I’ll give you an example from Microsoft HoloLens. So very early days of Microsoft HoloLens, we went to Microsoft Office in London and we had a demo. And one of the things, the most compelling thing that they showed me, which has kind of stuck with me since was an airport. And the idea was, you could visualize the entire airport. And then you had flags everywhere. So there’s a plane on the runway over here, it’s 20 minutes delayed. That’s a flag. There’s a plane over here that’s not going anywhere for three hours because there’s a problem on the plane. There’s one over here that’s delayed because there’s some baggage handling problem, and it went right through down to there’s a pump in that air conditioning unit that is running over temperature, and it needs an intervention, and here’s the service manual.
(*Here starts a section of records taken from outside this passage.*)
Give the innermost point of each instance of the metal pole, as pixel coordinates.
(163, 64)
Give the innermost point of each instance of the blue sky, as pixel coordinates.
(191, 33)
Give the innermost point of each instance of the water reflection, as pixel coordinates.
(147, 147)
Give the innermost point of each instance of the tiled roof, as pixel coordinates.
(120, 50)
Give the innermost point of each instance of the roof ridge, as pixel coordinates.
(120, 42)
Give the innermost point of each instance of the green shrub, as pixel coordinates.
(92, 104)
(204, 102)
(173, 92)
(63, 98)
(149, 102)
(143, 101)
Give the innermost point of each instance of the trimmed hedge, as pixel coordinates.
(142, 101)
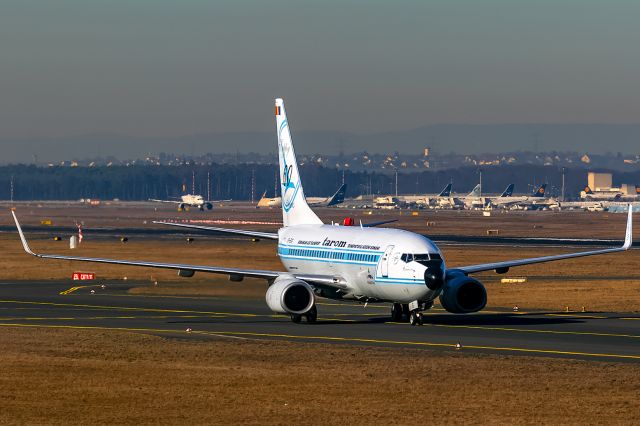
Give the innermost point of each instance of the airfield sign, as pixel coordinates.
(83, 276)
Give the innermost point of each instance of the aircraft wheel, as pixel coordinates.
(312, 315)
(415, 318)
(405, 311)
(396, 312)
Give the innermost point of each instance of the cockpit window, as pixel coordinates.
(407, 257)
(422, 258)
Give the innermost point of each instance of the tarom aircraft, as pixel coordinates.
(357, 263)
(187, 201)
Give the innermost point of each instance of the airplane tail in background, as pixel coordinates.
(338, 197)
(509, 191)
(446, 192)
(540, 192)
(475, 192)
(295, 210)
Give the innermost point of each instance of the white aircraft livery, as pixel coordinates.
(358, 263)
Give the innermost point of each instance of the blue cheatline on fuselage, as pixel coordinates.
(343, 257)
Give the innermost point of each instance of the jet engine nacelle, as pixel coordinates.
(288, 295)
(463, 295)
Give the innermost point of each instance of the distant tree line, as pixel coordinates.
(238, 182)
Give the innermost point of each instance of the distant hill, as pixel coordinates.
(444, 138)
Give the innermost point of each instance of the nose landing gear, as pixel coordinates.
(415, 318)
(411, 313)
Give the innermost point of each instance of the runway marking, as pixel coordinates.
(344, 339)
(569, 315)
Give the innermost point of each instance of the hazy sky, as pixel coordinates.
(167, 68)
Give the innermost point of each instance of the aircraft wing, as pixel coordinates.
(166, 201)
(265, 235)
(382, 222)
(502, 267)
(327, 281)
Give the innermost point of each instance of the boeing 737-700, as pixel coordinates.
(356, 263)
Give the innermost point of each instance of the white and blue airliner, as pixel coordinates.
(357, 263)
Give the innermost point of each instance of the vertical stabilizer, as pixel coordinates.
(509, 191)
(541, 191)
(295, 210)
(475, 192)
(338, 197)
(446, 192)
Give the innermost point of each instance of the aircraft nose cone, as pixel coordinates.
(434, 275)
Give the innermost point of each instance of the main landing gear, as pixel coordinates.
(311, 316)
(400, 312)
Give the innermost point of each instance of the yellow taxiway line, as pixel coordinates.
(329, 317)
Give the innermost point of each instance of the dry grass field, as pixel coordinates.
(89, 377)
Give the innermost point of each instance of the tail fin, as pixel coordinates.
(540, 192)
(509, 191)
(475, 192)
(338, 197)
(295, 210)
(446, 192)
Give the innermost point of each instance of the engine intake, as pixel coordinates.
(288, 295)
(463, 295)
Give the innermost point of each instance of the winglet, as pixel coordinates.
(24, 240)
(628, 237)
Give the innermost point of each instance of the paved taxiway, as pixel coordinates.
(597, 336)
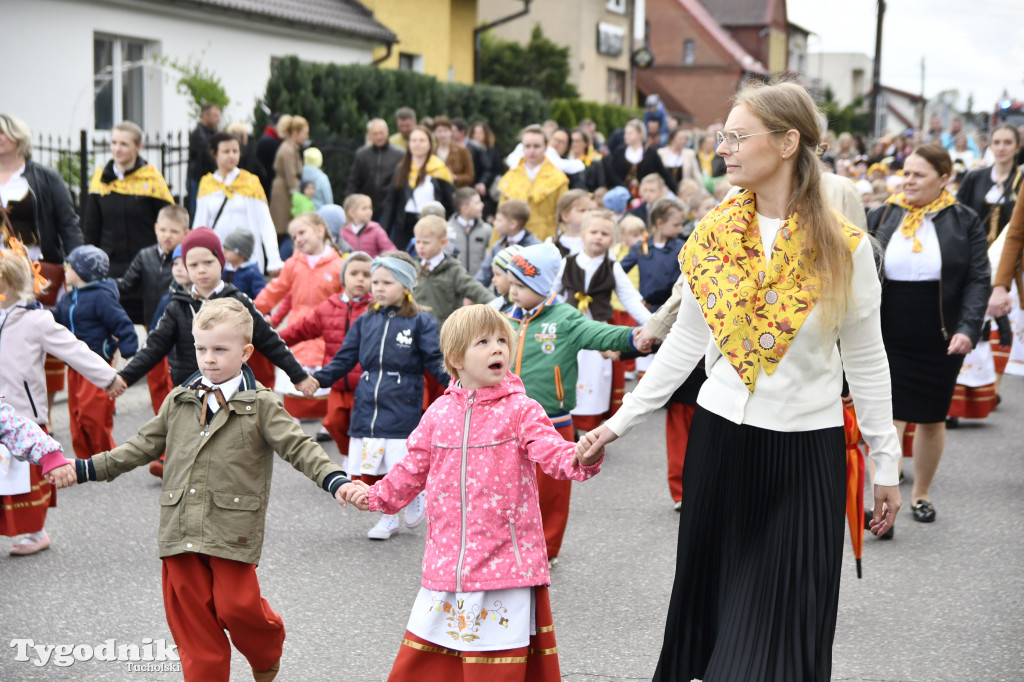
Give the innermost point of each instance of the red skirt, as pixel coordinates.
(420, 661)
(27, 513)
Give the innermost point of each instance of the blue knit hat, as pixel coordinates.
(537, 266)
(89, 262)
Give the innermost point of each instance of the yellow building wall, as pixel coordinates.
(439, 31)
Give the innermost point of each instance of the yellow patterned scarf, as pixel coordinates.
(754, 311)
(144, 181)
(435, 168)
(246, 184)
(914, 214)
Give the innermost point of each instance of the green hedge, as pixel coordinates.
(569, 113)
(338, 100)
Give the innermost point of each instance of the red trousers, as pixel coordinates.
(420, 661)
(91, 416)
(677, 432)
(339, 415)
(159, 379)
(554, 498)
(204, 596)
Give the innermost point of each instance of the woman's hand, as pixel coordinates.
(960, 345)
(887, 504)
(590, 445)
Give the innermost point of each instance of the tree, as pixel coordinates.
(542, 65)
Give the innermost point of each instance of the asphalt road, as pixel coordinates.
(941, 602)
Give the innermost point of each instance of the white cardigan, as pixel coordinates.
(803, 393)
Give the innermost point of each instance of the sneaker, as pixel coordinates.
(387, 526)
(414, 512)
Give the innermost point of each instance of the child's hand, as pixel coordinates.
(307, 386)
(64, 476)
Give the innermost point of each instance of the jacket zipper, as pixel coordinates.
(380, 372)
(462, 491)
(515, 543)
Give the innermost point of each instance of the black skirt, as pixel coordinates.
(760, 552)
(924, 377)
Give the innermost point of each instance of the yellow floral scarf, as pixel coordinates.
(246, 184)
(144, 181)
(914, 214)
(754, 311)
(435, 168)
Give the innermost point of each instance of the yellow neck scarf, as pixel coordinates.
(914, 214)
(754, 309)
(145, 181)
(246, 184)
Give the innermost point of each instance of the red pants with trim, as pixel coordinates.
(91, 414)
(159, 379)
(204, 596)
(339, 416)
(678, 419)
(554, 498)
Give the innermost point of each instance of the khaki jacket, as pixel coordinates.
(217, 483)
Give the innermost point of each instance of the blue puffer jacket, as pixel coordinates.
(394, 352)
(93, 313)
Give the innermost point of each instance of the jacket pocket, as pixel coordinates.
(235, 518)
(171, 518)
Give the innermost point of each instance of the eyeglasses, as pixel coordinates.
(733, 138)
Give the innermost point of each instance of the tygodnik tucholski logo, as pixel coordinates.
(150, 655)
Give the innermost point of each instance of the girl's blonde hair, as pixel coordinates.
(15, 272)
(468, 324)
(787, 107)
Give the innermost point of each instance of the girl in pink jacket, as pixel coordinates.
(484, 596)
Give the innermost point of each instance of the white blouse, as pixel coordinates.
(902, 264)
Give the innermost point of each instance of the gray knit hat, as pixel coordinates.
(241, 242)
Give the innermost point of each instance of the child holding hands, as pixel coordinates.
(221, 430)
(484, 597)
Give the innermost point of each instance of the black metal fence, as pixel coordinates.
(76, 161)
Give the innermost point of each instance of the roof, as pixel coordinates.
(721, 36)
(347, 16)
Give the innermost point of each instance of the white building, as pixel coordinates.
(77, 65)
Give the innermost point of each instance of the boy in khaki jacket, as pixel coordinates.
(220, 430)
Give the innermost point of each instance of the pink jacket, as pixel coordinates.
(474, 451)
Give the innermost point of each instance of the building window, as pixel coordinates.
(617, 6)
(409, 61)
(119, 81)
(616, 86)
(689, 50)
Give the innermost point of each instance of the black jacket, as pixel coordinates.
(372, 173)
(148, 274)
(56, 222)
(967, 272)
(173, 339)
(121, 224)
(616, 168)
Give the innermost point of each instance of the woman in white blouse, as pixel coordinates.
(231, 198)
(761, 526)
(936, 274)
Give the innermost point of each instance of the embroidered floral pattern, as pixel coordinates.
(754, 310)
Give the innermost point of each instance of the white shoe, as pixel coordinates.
(414, 512)
(387, 526)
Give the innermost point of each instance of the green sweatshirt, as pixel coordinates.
(546, 351)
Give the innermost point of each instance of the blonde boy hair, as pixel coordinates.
(465, 326)
(174, 213)
(430, 225)
(225, 311)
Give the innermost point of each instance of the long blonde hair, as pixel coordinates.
(787, 107)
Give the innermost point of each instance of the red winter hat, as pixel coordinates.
(206, 238)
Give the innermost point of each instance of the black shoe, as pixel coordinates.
(924, 511)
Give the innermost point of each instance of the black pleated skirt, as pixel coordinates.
(924, 377)
(759, 558)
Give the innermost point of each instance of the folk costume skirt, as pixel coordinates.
(760, 549)
(923, 375)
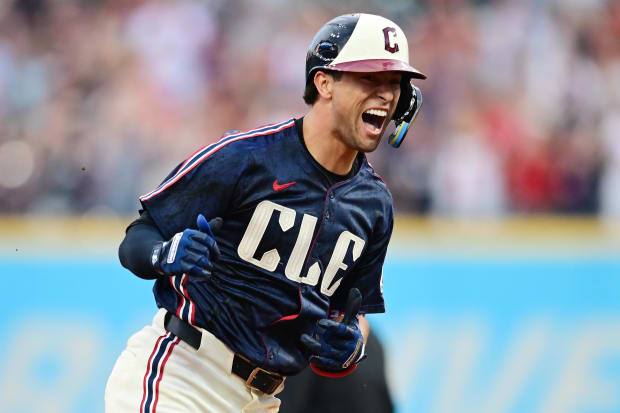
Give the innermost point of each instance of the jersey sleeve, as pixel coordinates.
(367, 276)
(203, 184)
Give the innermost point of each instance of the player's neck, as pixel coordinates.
(324, 146)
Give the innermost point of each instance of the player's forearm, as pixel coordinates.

And it was that complete overview that you went, “Wow, I can see how powerful this would be in that kind of lab environment to be able to go, yeah, I can see everything from complete global fleet overview.” I can understand all my risks, I can understand where I can optimize, I can see everything, and I can break it right the way down to, That thing needs a service visit tomorrow. It’s going to fail the day after, and we’re going to stop our process.”
Pete Wright:
Everything you’re describing… Right now feels like we’re on the precipice of that.
Mark Trueman:
Yes.
Pete Wright:
That feels like the next thing. And famously, HoloLens a canceled project. We don’t need a HoloLens to do it. We’re already about there, and that’s really delightful.
Mark Trueman:
Absolutely. On the edge.
Pete Wright:
Mark, this has been terrific. Thank you so much for your time today.
Mark Trueman:
No problem at all. It’s been a great conversation. Good to talk. And yeah, I’m really interested, and I think you can probably see that I think we are on the cusp of it. I think a lot of the, some of the tools that are out there now, that weren’t there 18 months ago even, are moving us in that direction that I think will be really powerful and will make a significant difference.
Pete Wright:
Laboratories today are facing a paradox. As technology becomes more sophisticated, the systems needed to manage it grow even more complex. But thanks to new tools in real time visualization and predictive insight, scientists and laboratory managers are beginning to see, literally, the forces shaping their work. What Mark reminds us is that innovation doesn’t happen in a vacuum. It needs infrastructure, foresight, and increasingly, the ability to turn invisible data into visible action.